A Time For Everything

There is a time for everything, and a season for every activity under the heavens:
……….He has made everything beautiful in its time. He has also set eternity in the human heart; yet no one can fathom what God has done from beginning to end. Ecclesiastes 3:1-11

Sometimes we experience time in a way other than it’s passing…..other than the counting of days and hours, minutes and seconds. As Frederick Buechner puts it, “a time we mark not by its duration but by its content.” Instead of measuring it by the clock we measure it by what happened within the time. A good time. A difficult time. A time of celebration or a time of sorrow. And sometimes a most holy time.

The holiest moments happen at times and in places we least expect them. We don’t create them, can’t plan for them and if we’re not careful….we’ll miss them.

Like a few days ago in the hallway of a hospital, where, without meaning to, several showed up at the same time to see a man we love. To show him we care and to let him know we love him. We took turns going into his room to hold his hand. To see his face and let him see ours. Back in the hallway we catch up with those we don’t get to see often. We give hugs and share tears. And we pray.

Sometimes we don’t realize how significant that kind of time is until years later. Like conversations with a new friend at a new job.

I hope Lyle knew what his time meant to me. I worked with him for a year or so. I came into the job knowing little about the construction business, unsure of myself and wondering if I was going to make it. He was patient and kind as I learned. Lyle was easy to talk to and we often had good conversations about things he or I happened to be thinking about. He had profound thoughts on life and was as happy to share them as I was to listen. Lyle was an attentive listener and was the only person I worked with to know about my writing for a long time. He encouraged me to keep writing.

These are gifts…..these sacred moments. And they may not look like what you’d expect.  They come in a conversation. An unplanned gathering. A planned one too. During your quiet time or in the middle of a crowded restaurant. They happen at home, in the forest, on the mountain, at work, in a traffic jam, in a hospital, or in a stable. Holy moments are given and stay with us after the passing of days and years because they change us forever.

As we gather to celebrate the birth of Jesus Christ let us remember and cherish that most holy moment and like the shepherds, “Let us go over……and see this thing that has happened, which the Lord has made known to us.” Luke 2:15

But Mary treasured up all these things, pondering them in her heart.    Luke 2:19

And like Mary, let us treasure these things and ponder them in our hearts.

Merry Christmas and many blessings to you and yours for 2018.

 

Photo by Josh Boot on Unsplash

A Love Letter

I found a letter in between the pages of one of my Bibles.  I keep it as a reminder of where we were.

It’s a love letter.  Not the mushy kind inspired by infatuation.  No, the only similarity to a middle school love note is the notebook paper on which it’s written.  This love letter is not the kind filled with dreamy visions of the future.  It’s not loaded with good intentions or empty promises.  No fancy words were used, no love songs quoted.  This love letter was a simple expression of his feelings for me.  And a surprise one, too, because it had been at least ten years since the last one.
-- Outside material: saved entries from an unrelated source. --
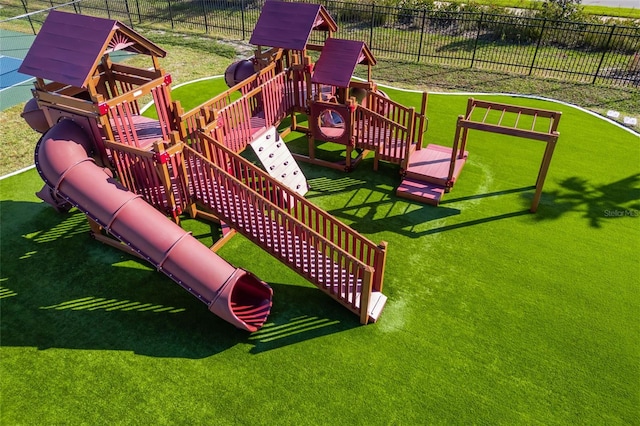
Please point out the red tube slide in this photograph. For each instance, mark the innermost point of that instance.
(63, 162)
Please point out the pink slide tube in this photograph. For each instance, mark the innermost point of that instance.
(231, 293)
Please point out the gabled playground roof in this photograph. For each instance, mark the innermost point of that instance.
(69, 47)
(288, 25)
(338, 61)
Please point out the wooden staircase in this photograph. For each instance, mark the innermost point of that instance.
(340, 274)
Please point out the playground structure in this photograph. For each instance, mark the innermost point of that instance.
(127, 173)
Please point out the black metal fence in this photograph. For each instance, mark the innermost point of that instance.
(570, 51)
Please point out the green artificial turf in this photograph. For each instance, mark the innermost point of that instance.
(495, 315)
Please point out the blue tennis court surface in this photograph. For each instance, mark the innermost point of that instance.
(9, 75)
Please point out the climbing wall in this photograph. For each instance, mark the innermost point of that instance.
(278, 161)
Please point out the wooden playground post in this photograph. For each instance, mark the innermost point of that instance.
(454, 151)
(465, 130)
(423, 120)
(544, 167)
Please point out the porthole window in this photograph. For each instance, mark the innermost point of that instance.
(331, 123)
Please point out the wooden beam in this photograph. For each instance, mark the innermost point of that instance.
(542, 174)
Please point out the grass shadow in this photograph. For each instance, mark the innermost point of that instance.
(597, 202)
(60, 289)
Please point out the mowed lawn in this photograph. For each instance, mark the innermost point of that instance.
(495, 315)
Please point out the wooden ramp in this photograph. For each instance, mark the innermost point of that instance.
(427, 174)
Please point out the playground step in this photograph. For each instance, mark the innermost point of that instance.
(424, 192)
(431, 164)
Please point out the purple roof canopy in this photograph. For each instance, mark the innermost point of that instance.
(338, 61)
(288, 25)
(69, 47)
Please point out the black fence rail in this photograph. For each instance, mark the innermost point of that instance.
(569, 51)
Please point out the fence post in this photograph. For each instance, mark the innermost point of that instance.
(204, 13)
(535, 54)
(373, 17)
(424, 19)
(170, 13)
(475, 43)
(604, 52)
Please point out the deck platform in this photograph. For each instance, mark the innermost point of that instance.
(427, 175)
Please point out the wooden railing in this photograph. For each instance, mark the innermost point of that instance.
(190, 121)
(327, 265)
(398, 113)
(366, 251)
(389, 140)
(156, 175)
(264, 106)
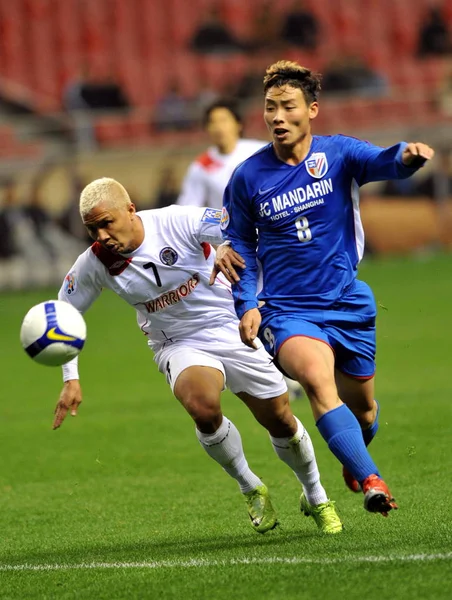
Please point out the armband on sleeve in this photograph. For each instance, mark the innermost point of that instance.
(70, 370)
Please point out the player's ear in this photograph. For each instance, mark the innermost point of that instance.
(313, 110)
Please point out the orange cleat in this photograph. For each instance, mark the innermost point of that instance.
(377, 497)
(350, 481)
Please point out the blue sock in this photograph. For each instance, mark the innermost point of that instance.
(340, 429)
(370, 432)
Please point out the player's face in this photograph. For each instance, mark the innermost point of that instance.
(287, 115)
(223, 128)
(116, 229)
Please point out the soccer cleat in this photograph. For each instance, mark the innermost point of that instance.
(324, 515)
(350, 481)
(260, 509)
(377, 497)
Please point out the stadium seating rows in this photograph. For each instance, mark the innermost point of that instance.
(144, 43)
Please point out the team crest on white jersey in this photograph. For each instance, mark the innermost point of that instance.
(317, 164)
(224, 218)
(168, 256)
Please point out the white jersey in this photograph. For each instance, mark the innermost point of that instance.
(208, 176)
(166, 279)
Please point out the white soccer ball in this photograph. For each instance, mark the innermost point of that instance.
(53, 333)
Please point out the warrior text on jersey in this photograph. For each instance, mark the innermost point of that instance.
(166, 279)
(304, 220)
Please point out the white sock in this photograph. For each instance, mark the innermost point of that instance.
(298, 453)
(225, 446)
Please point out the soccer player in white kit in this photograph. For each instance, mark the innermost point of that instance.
(208, 176)
(159, 262)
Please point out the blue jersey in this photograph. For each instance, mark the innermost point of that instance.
(303, 222)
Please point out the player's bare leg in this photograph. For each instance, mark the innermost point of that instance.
(311, 362)
(293, 446)
(294, 388)
(198, 389)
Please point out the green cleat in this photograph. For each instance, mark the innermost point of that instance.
(324, 515)
(260, 509)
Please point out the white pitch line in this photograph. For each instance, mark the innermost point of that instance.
(202, 563)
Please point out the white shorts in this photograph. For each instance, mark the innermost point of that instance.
(244, 369)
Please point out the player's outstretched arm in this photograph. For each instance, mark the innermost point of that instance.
(416, 154)
(225, 261)
(70, 399)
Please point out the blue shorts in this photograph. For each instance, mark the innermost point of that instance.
(348, 327)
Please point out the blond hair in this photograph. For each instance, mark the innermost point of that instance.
(106, 190)
(287, 72)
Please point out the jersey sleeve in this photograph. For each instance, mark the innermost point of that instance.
(239, 228)
(367, 162)
(193, 192)
(195, 225)
(82, 284)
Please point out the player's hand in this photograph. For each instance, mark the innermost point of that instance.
(249, 326)
(70, 399)
(225, 261)
(416, 154)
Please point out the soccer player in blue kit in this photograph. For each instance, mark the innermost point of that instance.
(294, 206)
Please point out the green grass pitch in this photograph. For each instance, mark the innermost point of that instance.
(122, 502)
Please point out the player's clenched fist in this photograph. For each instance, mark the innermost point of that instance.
(249, 326)
(70, 399)
(225, 261)
(416, 154)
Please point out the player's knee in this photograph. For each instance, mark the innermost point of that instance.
(315, 379)
(281, 422)
(365, 417)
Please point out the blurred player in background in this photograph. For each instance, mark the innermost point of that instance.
(159, 262)
(314, 316)
(208, 175)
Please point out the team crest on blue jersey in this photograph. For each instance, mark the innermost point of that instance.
(211, 215)
(317, 165)
(69, 284)
(224, 218)
(168, 256)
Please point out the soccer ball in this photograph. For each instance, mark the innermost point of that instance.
(53, 333)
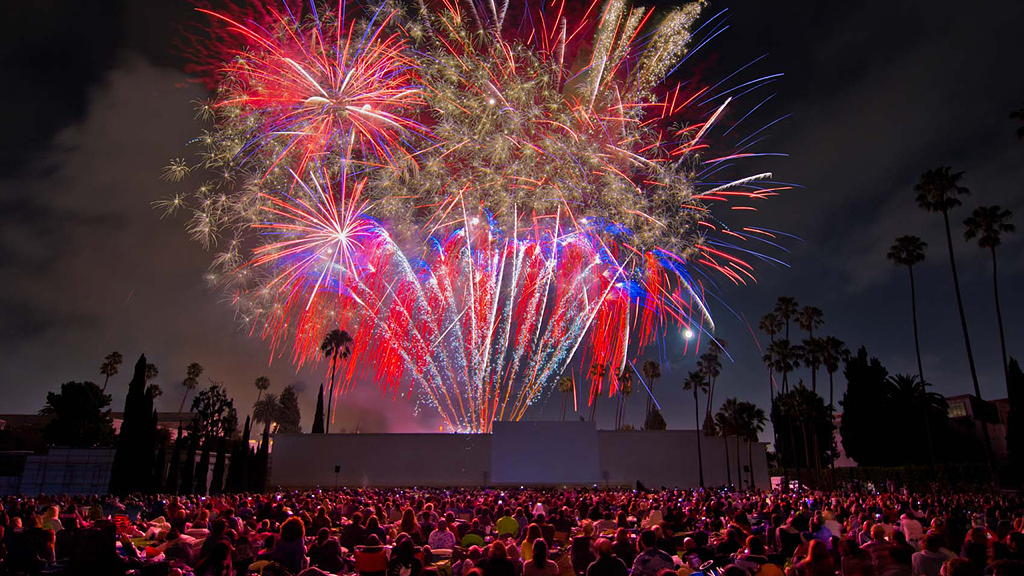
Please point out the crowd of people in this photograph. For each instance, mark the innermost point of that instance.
(524, 532)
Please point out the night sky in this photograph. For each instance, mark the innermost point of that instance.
(94, 105)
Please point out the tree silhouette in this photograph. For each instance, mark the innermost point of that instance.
(336, 345)
(813, 358)
(783, 358)
(909, 251)
(598, 371)
(625, 381)
(651, 371)
(318, 416)
(786, 310)
(810, 319)
(988, 223)
(81, 417)
(110, 367)
(710, 364)
(771, 325)
(193, 372)
(834, 352)
(289, 414)
(696, 381)
(265, 410)
(565, 388)
(262, 383)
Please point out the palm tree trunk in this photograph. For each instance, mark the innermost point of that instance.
(913, 314)
(739, 466)
(330, 395)
(728, 461)
(998, 318)
(967, 340)
(699, 430)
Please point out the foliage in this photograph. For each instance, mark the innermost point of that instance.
(318, 417)
(804, 429)
(289, 416)
(81, 416)
(654, 420)
(215, 415)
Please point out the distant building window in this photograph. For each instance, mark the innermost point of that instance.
(957, 410)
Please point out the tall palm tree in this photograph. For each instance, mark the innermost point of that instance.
(835, 352)
(771, 324)
(911, 393)
(651, 371)
(710, 364)
(565, 387)
(750, 422)
(783, 358)
(909, 251)
(111, 366)
(810, 319)
(696, 382)
(262, 383)
(727, 420)
(625, 389)
(598, 371)
(988, 223)
(193, 372)
(265, 410)
(813, 358)
(786, 310)
(337, 345)
(938, 191)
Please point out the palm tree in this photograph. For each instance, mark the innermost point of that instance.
(813, 358)
(987, 223)
(262, 383)
(625, 389)
(695, 381)
(771, 324)
(783, 358)
(810, 318)
(786, 310)
(193, 372)
(598, 371)
(909, 251)
(911, 393)
(835, 352)
(336, 345)
(750, 422)
(565, 387)
(111, 366)
(651, 371)
(265, 410)
(710, 364)
(938, 191)
(727, 420)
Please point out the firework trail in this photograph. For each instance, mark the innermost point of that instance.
(480, 201)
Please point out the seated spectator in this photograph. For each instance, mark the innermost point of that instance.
(289, 548)
(371, 560)
(650, 560)
(607, 564)
(325, 552)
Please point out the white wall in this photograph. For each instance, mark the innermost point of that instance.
(655, 458)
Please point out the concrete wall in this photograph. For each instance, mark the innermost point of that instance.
(656, 458)
(306, 460)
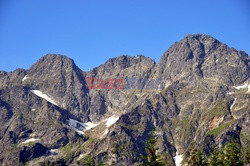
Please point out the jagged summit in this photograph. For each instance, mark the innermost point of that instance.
(49, 116)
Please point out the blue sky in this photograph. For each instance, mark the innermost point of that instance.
(92, 31)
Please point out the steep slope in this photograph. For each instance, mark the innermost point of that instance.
(48, 115)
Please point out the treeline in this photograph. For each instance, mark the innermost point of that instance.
(232, 154)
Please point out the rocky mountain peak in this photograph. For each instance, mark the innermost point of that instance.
(202, 56)
(53, 62)
(48, 116)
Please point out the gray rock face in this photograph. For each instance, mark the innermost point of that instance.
(205, 88)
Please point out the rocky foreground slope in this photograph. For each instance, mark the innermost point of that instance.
(49, 116)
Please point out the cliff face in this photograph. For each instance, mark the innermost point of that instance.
(47, 113)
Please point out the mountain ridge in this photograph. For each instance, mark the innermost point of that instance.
(205, 86)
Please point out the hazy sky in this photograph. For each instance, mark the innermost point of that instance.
(92, 31)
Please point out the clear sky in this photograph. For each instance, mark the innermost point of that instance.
(92, 31)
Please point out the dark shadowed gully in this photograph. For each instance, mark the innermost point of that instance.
(196, 97)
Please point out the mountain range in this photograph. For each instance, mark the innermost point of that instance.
(48, 115)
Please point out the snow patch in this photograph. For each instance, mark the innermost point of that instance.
(81, 156)
(80, 127)
(111, 120)
(178, 159)
(246, 85)
(30, 140)
(44, 96)
(106, 132)
(231, 107)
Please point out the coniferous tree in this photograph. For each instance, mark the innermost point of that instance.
(151, 159)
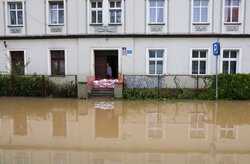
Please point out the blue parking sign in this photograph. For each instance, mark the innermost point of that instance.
(216, 48)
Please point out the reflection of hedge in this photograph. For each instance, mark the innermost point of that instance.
(34, 86)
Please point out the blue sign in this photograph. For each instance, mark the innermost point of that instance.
(216, 48)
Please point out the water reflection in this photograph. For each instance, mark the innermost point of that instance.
(64, 131)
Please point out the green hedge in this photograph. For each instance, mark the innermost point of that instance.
(34, 86)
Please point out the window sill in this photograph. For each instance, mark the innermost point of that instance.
(232, 23)
(96, 24)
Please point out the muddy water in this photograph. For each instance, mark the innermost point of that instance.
(102, 131)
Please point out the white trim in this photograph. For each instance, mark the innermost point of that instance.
(164, 60)
(238, 59)
(208, 62)
(49, 59)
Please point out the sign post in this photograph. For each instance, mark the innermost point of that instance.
(216, 52)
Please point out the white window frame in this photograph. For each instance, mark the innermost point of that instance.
(164, 71)
(16, 12)
(237, 59)
(115, 9)
(196, 129)
(200, 7)
(231, 16)
(97, 10)
(57, 9)
(156, 7)
(200, 59)
(49, 60)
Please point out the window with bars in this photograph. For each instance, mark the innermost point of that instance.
(229, 62)
(17, 62)
(115, 12)
(156, 11)
(200, 11)
(16, 14)
(232, 11)
(197, 126)
(57, 63)
(199, 60)
(156, 62)
(96, 12)
(56, 13)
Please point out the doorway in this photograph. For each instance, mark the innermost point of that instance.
(102, 57)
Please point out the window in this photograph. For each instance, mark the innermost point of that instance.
(199, 58)
(227, 131)
(115, 11)
(197, 126)
(16, 14)
(232, 10)
(56, 13)
(155, 129)
(156, 62)
(96, 12)
(200, 11)
(17, 62)
(229, 62)
(57, 63)
(156, 11)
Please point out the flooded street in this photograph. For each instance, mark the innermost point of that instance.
(106, 131)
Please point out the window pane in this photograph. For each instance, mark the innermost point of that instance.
(202, 67)
(160, 15)
(195, 54)
(233, 67)
(225, 66)
(61, 16)
(53, 17)
(159, 54)
(235, 15)
(112, 16)
(152, 3)
(203, 54)
(20, 17)
(93, 16)
(152, 15)
(227, 14)
(99, 16)
(196, 2)
(233, 54)
(13, 17)
(226, 54)
(151, 67)
(195, 67)
(152, 54)
(204, 14)
(196, 14)
(159, 67)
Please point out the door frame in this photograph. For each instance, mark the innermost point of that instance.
(92, 70)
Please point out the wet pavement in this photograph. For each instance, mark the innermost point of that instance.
(105, 131)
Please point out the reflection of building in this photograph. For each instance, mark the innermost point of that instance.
(128, 132)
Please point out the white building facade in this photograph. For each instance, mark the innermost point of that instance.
(137, 37)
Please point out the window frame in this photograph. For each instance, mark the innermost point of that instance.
(164, 59)
(156, 7)
(200, 59)
(115, 9)
(57, 9)
(231, 13)
(200, 14)
(96, 9)
(16, 13)
(237, 59)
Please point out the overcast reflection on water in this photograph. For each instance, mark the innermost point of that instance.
(105, 131)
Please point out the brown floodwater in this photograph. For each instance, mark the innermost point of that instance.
(106, 131)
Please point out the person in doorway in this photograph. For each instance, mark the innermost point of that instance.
(109, 71)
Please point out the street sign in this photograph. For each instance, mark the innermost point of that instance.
(216, 48)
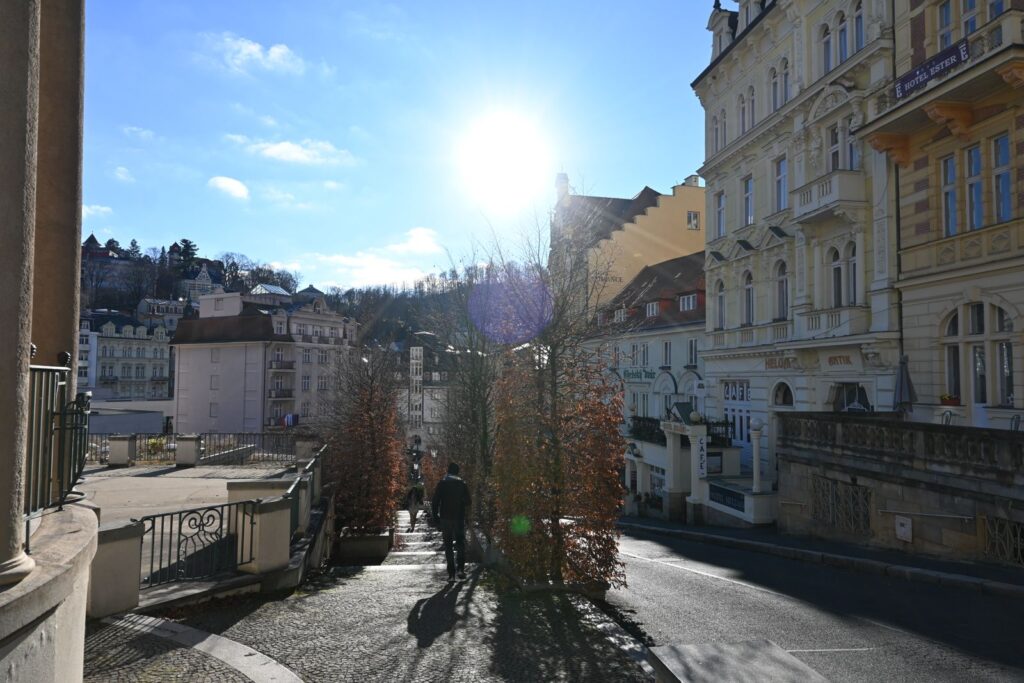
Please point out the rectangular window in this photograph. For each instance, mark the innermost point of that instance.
(980, 375)
(1006, 373)
(945, 25)
(1000, 178)
(834, 148)
(970, 16)
(693, 220)
(948, 172)
(720, 215)
(781, 184)
(748, 200)
(975, 208)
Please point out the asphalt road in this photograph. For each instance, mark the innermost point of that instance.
(847, 626)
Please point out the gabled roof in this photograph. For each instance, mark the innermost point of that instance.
(604, 215)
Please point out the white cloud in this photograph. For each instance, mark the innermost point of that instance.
(140, 133)
(229, 186)
(418, 241)
(308, 152)
(242, 55)
(89, 210)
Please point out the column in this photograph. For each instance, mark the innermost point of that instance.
(18, 111)
(58, 191)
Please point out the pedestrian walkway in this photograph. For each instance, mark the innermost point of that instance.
(860, 557)
(400, 621)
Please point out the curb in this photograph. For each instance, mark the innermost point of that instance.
(861, 564)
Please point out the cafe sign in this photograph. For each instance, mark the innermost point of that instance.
(940, 65)
(638, 374)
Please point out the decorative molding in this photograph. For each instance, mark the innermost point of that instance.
(897, 146)
(957, 117)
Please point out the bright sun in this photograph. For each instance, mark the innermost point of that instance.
(505, 163)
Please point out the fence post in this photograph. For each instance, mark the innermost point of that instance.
(114, 575)
(188, 451)
(123, 450)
Hard times caused him to write it.  We were struggling.  Not connecting, not agreeing, whatever the reason, hard times came.  We weren’t doing so well with them.  We lost it with each other.  We said things we meant at the moment but wish we hadn’t.  Things like, “I can’t do this anymore” or “do what you have to do.”  Words that made us wonder if we even knew each other at all.  The kind of words that hurt deep down.  Then the silence would come and sometimes more anger.  Most of the time the silence brought revelation, understanding, conviction.  It definitely brought regret.  I came face to face with my foolishness, my pride, and that brought its own kind of pain.

He chose to break the silence with a love letter.  I remember the moment clearly.  He didn’t say a word when he handed me the folded piece of paper.  He left me alone to read.  I won’t share his words, those are mine. But I know they were written in a moment of pure love, the kind you feel so intensely that you think your heart will burst. The kind we express when we love our best.

We are still learning to love well.

I have a long way to go.  But I’m on the edge of becoming someone better, someone more free to love the way I’m supposed to.  God is transforming me with His perfect love and I’m still learning.

This learning process seems painfully slow at times.  But I’m not defeated when I mess up.

John Piper writes in his book When I Don’t Desire God, “To be sure, our all-too-slow growth in Christ-likeness matters.  It is the necessary evidence that our faith is real.  But, oh what a difference it makes to be assured, in the discouraging darkness of our own imperfections, that we have a perfect righteousness – namely Christ’s”

“Not that I have already obtained this or am already perfect, but I press on to make it my own, because Christ Jesus has made me his own”.  

Philippians 3:12  NLT

So I cherish this letter and all the other perfect moments we share.